The Supreme Court has agreed to hear an appeal brought by a California handbag manufacturer that could lead to a review of the 95-year-old rules that define price fixing, the Los Angeles Times reports. The existing rule makes it illegal for manufacturers in all industry to contractually oblige retailers and independent sales agents to charge a minimum fixed price. Thus, anyone who sells a product is free to discount as much as they want, which fosters price competition.

A company called Leegin Creative Leather Products is bringing the appeal. Leegin was successfully sued for dropping a Dallas area retailer that discounted prices on its merchandise. Leegin wanted to maintain a higher minimum price to preserve its luxury brand and to encourage retail sales clerks to pay more attention to consumers who were interested in its products. (In fact, back in 1996, Inc. quoted Leegin executives including owner Jerry Kohl at length on why the company often says no to retail accounts that don't mesh with their agenda for the Leegin family of brands, which includes Brighton leather goods.)

According to the Times article, the retailer sued Leegin on the grounds that it had violated the price fixing law, and also because the retailer had spent a significant amount of money promoting Leegin products in its local advertising. A jury awarded the retailer more than $3 million.

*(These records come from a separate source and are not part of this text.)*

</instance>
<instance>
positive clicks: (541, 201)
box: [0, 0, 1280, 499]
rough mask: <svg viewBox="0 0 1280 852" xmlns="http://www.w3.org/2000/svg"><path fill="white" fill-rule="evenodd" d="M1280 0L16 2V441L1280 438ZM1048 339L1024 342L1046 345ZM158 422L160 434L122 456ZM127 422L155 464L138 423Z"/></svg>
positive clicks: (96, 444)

Some heavy hitters in the conservative wing of the Republican party are pursuing this litigation, perhaps to test the nascent Roberts Court's willingness to rethink the reigning business law orthodoxy. The National Association of Manufacturers, led by former Michigan governor John Engler, has brought together 25 economists to support a review of the price fixing rule. And Leegin will be represented in oral arguments before the court by Ted Olson, who served as solicitor general during President George W. Bush's first term in office. Olson successfully represented then-Gov. Bush in the case Bush v. Gore before the Supreme Court, which put the 2000 election to bed. Olsen says the Leegin case is "quite important."

"It doesn't happen often that the Supreme Court agrees to revisit a 95-year-old rule that was seemingly written in stone," he notes.

What do you think? Is dynamic price competition an economic principle that has served us well and worth preserving? Or should manufacturers have greater lattitude to make demands on retailers in terms of minimum pricing in an effort to protect and project the proper brand image?